Most idiomatic way to mix synchronous, asynchronous, and parallel computation in a scala for comprehension of futures - scala

Suppose I have 4 future computations to do. The first two can be done in parallel, but the third must be done after the first two (even though the values of the first two are not used in the third -- think of each computation as a command that performs some db operation). Finally, there is a 4th computation that must occur after all of the first 3. Additionally, there is a side effect that can be started after the first 3 complete (think of this as kicking off a periodic runnable).
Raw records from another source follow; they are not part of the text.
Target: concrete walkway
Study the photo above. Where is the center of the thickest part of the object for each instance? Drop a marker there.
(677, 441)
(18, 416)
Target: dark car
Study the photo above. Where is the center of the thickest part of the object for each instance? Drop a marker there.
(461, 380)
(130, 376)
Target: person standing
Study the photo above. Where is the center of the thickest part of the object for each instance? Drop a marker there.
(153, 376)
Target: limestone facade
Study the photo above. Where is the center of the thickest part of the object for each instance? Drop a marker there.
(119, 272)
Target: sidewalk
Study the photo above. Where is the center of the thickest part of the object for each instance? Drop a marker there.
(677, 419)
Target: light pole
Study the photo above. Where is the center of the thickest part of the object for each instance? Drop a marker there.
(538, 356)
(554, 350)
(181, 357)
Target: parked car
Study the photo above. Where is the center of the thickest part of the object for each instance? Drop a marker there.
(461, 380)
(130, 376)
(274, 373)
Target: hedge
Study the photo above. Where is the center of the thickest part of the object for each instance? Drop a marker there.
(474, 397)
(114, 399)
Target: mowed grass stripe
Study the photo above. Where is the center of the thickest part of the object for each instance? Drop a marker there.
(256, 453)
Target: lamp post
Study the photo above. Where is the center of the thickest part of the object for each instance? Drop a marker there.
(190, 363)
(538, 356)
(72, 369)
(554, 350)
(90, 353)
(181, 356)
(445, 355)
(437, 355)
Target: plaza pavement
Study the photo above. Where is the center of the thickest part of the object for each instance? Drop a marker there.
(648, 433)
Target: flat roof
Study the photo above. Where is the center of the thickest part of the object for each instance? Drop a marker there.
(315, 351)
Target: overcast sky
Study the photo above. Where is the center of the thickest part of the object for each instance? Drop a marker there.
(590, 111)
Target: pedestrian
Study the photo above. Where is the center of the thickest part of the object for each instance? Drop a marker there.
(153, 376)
In code, this could look like the following:
for {
_ <- async1 // not done in parallel with async2 :( is there
_ <- async2 // any way of achieving this cleanly inside of for?
_ <- async3
_ = sideEffect // do I need "=" here??
_ <- async4
} yield ()
The comments show my doubts about the quality of the code:
What's the cleanest way to do two operations in parallel in a for comprehension?
Is there is a way to achieve this result without so many "_" characters (nor assigning a named reference, at least in the case of sideEffect)
what's the cleanest and most idiomatic way to do this?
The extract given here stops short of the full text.